The Honorable Eric Shinseki
U.S. Department of Veterans Affairs
810 Vermont Avenue, NW
Washington, D.C. 29429
Dear Secretary Shinseki:
America's veterans risked their lives for our nation -- and we are very concerned that the Department of Veteran Affairs is now putting our veterans' lives at risk.
After hearing from constituents in our state and reading media reports, it is clear that veterans across our country are not receiving the care they deserve. Instead, it appears that your Department has spent more time covering its own failures than delivering high quality, prompt care to the men and women who bravely served our country. The reports we have read suggest that your Department has failed to live up to its promised core values of integrity, commitment, advocacy, respect, and excellence.
Today, we are requesting more information specifically regarding scheduling policies at Veterans Administration Medical Centers (VAMC), including Cheyenne VAMC, which violated Veterans Health Administration (VHA) Directive 2010-027. It is our understanding that patients were to be asked for their desired date of an appointment, which was to be recorded regardless of schedule capacity. Further, it is our understanding that the Office of the Medical Investigator had substantiated these violations in December of 2013.
Concerns have been raised that the wide-spread nature of the violations across the VHA system indicates that a concerted effort was made to "game" the wait time reporting data. The Veterans Administration Office of the Inspector General issued report 12-00900-168 on April 23, 2012 which determined that the VHA wait time data was not accurate or reliable. It included 4 recommendations for the Under Secretary of Health. The Under Secretary agreed, and promised to create a working group to address the recommendations and issue a report by July 1, 2012.

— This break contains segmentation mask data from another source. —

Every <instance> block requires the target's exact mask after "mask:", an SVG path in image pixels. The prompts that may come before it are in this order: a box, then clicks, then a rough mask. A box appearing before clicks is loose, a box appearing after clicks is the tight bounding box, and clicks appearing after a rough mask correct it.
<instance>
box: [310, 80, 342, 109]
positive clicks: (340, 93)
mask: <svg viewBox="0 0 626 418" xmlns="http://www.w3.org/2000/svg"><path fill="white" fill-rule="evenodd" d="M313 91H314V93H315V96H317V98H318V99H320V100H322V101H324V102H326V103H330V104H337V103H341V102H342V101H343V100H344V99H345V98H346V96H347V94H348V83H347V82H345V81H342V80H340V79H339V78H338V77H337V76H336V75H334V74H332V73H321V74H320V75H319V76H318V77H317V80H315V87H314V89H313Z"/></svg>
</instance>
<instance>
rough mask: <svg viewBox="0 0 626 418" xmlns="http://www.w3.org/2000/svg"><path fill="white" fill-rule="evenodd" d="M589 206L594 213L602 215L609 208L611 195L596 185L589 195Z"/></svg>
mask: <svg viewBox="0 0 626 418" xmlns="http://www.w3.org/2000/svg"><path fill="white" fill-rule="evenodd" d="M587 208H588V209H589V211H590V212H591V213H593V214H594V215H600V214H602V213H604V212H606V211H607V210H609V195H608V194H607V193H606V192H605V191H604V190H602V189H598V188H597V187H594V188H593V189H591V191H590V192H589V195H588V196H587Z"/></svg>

The U.S. Government Accountability Office (GAO) issued report GAO-13-130 on December 21, 2012 which also found VHA reported wait times unreliable. The GAO visited 23 clinics in 4 different VAMC's, and noted the failure to properly follow scheduling guidelines. GAO recommended that VHA improve the reliability of its scheduling data by enforcing the scheduling policy and increasing training. The VA agreed with these recommendations, and as of March 22, 2013, stated it was revising scheduling policy and training, and that development of an implementation program was in progress. Report GAO-14-509T, issued by the GAO on April 9, 2014 as follow-up, states that in March of 2013, VHA distributed guidance via memo to all VAMCs clarifying the scheduling policy and requiring all scheduling staff to complete required training.
Further, our offices received a letter from Dr. Cynthia McCormack, Director of the Cheyenne Medical Center on May 2, 2014. Included in this correspondence was a summary of the actions taken by the Cheyenne facility as a consequence of an inquiry from the Office of Medical Inspector regarding scheduling practices at the Ft. Collins Clinic. In this letter, Director McCormack stated, "There was no intent or attempt to manipulate wait times." Yet, just days later, an email surfaced written by an employee of the Cheyenne VA which acknowledged practices that were "gaming the system." It was only after this statement was widely reported in the media that the VA took any disciplinary action against the employee.
We request the Veterans Administration explain why, if guidance on proper scheduling procedures was issued in March of 2013 to all VAMCs, the wait time trend in Ft. Collins actually improved that month. Medical Support Assistants testified to the Office of the Medical Inspector in OSC File Number DI-13-4425 that they received instructions that month from the "business office" to schedule the date of availability as the date of desirability.
We would like to know:
* the names of the individuals responsible for that instruction,
* the instruction provided,
* as well as the named individuals' current status with the Veterans Administration.
* Please further identify the reason disciplinary proceedings were begun against employees only after the media reports discussed the issue.
In addition, we request the following information:
1. The memo distributed to the Cheyenne VAMC in March of 2013 regarding the scheduling policy, and its recipients.
2. The training status of those conducting scheduling for the Cheyenne VAMC on October 1, 2013, as well as their training status on May 14, 2014.
3. The report issued to the Undersecretary of Health on July 1, 2012.
4. The final report issued by the Office of Inspector General you ordered in response to the leaked email regarding the scheduling of patients at Cheyenne VAMC.
5. The number of veterans who were impacted by the scheduling policies at the Cheyenne VAMC.
6. The VA's most recently updated plan to prevent this from reoccurring, the date of its adoption, steps completed and steps still being implemented.
Thank you for your full and fair consideration of these requests. We look forward to receiving your response. Our Veterans deserve the highest level care and commitment from the nation that they have served so nobly.